El conocimiento directo de las duras condiciones de vida de nuestra población indígena alejada de los beneficios de la civilización, sumidos en la más absoluta pobreza y formando, en muchos casos, grupos impenetrables en completo apartamiento del progreso del país; y la consideración de que habían venido siendo bien escasos los resultados de la acción del Gobierno respecto al mejoramiento de dicha población, decidieron la creación del Departamento de Asuntos Indígenas como órgano específico que examine sus problemas y busque la manera más adecuada para solucionarlos, especialmente los que se derivan de su situación de miseria y de aislamiento.
Acentuada contra la raza indígena la opresión política y mantenida en un plano de depresión económica, sus individuos hubieron de refugiarse en el aislamiento que les permitían las condiciones geográficas y en el silencio a que los condenaba su situación de incomprendidos.
No ha sido, pues, por incapacidad orgánica ni por ineludible fatalismo por lo que muchos núcleos indígenas se conservaron substraídos en sus montañas y en las regiones costeras insalubres.
Fue el régimen de opresión y el desconocimiento de los valores humanos.
La Colonia encubrió la crueldad efectiva de la servidumbre con la fórmula protectora de las encomiendas; la República creyó asegurar la redención del indígena otorgándole nominales derechos y fórmulas de libertad; pero nada se hizo por la liberación económica y educativa y así continuó siendo carne de explotación.

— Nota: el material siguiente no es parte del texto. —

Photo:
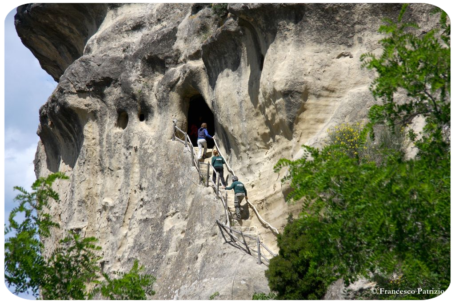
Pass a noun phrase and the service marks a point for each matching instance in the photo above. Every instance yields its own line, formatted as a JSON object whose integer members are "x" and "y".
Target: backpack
{"x": 201, "y": 133}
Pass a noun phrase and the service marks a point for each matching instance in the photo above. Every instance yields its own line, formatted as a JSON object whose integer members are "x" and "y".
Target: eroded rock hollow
{"x": 274, "y": 76}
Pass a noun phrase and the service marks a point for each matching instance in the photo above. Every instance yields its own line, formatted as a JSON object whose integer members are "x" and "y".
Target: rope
{"x": 225, "y": 205}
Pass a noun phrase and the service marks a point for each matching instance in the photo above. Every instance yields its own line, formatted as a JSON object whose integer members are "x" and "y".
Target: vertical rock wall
{"x": 275, "y": 75}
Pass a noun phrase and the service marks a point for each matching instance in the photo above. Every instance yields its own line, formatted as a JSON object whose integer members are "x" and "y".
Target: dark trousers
{"x": 220, "y": 170}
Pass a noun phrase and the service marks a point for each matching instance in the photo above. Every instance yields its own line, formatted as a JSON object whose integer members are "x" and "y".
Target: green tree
{"x": 389, "y": 220}
{"x": 70, "y": 271}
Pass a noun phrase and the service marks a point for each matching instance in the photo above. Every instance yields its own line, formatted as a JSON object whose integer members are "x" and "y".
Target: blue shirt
{"x": 206, "y": 133}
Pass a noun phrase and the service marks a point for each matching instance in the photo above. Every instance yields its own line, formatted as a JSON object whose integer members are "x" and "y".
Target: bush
{"x": 292, "y": 274}
{"x": 66, "y": 274}
{"x": 368, "y": 212}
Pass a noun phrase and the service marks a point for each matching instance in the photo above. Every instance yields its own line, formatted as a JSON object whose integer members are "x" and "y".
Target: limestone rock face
{"x": 275, "y": 75}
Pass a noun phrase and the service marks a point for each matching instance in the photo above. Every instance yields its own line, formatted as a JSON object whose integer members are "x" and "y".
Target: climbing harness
{"x": 227, "y": 231}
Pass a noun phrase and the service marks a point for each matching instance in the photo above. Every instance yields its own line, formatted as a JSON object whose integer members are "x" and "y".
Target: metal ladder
{"x": 248, "y": 243}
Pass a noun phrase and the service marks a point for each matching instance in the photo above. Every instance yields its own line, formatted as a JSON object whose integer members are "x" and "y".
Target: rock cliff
{"x": 274, "y": 75}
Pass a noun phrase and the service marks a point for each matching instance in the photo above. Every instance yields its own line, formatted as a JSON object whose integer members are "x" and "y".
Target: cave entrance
{"x": 198, "y": 113}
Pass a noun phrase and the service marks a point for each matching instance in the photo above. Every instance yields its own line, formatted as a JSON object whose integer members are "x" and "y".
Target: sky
{"x": 26, "y": 87}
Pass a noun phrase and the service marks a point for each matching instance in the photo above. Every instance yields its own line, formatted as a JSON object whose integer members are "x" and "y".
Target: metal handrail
{"x": 274, "y": 230}
{"x": 196, "y": 164}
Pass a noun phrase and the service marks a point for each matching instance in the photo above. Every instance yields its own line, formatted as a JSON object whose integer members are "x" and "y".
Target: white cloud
{"x": 18, "y": 169}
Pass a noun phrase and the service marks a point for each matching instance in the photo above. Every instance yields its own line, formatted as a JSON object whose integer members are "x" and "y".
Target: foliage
{"x": 348, "y": 136}
{"x": 129, "y": 286}
{"x": 69, "y": 270}
{"x": 381, "y": 217}
{"x": 263, "y": 297}
{"x": 23, "y": 264}
{"x": 293, "y": 274}
{"x": 420, "y": 66}
{"x": 212, "y": 297}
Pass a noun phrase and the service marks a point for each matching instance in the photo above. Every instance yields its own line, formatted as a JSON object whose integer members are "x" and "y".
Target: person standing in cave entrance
{"x": 202, "y": 135}
{"x": 240, "y": 193}
{"x": 217, "y": 163}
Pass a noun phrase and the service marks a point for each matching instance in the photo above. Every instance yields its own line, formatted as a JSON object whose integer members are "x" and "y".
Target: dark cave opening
{"x": 122, "y": 120}
{"x": 199, "y": 113}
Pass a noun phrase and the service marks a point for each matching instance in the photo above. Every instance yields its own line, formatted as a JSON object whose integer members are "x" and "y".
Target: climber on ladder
{"x": 240, "y": 193}
{"x": 202, "y": 140}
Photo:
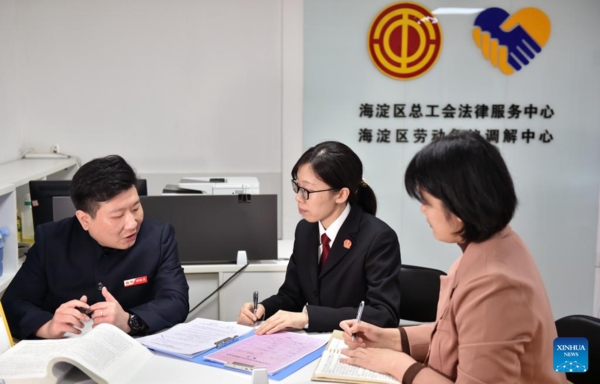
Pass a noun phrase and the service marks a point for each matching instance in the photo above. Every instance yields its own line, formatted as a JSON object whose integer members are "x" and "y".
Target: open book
{"x": 106, "y": 354}
{"x": 330, "y": 368}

La Revolución ha proclamado como procedente la incorporación de la cultura universal al indígena; esto es, el desarrollo pleno de todas las potencias y facultades naturales de la raza, el mejoramiento y facultades naturales de la raza, el mejoramiento de sus condiciones de vida, agregando a sus recursos de subsistencia y de trabajo, todos los implementos de la técnica, de la ciencia y del arte, pero siempre sobre la base de la personalidad racial y el respeto de su conciencia y de su entidad.
El programa de emancipación del indígena es, en esencia, el de la emancipación del proletariado de cualquier país, pero sin olvidar las condiciones especiales de su clima, de sus antecedentes y de sus necesidades, que le dan una peculiar fisonomía.
Como expresé en reciente ocasión, Nuestro problema indígena no está en conservar indio al indio, ni en indigenizar a México, sino en mexicanizar al indio.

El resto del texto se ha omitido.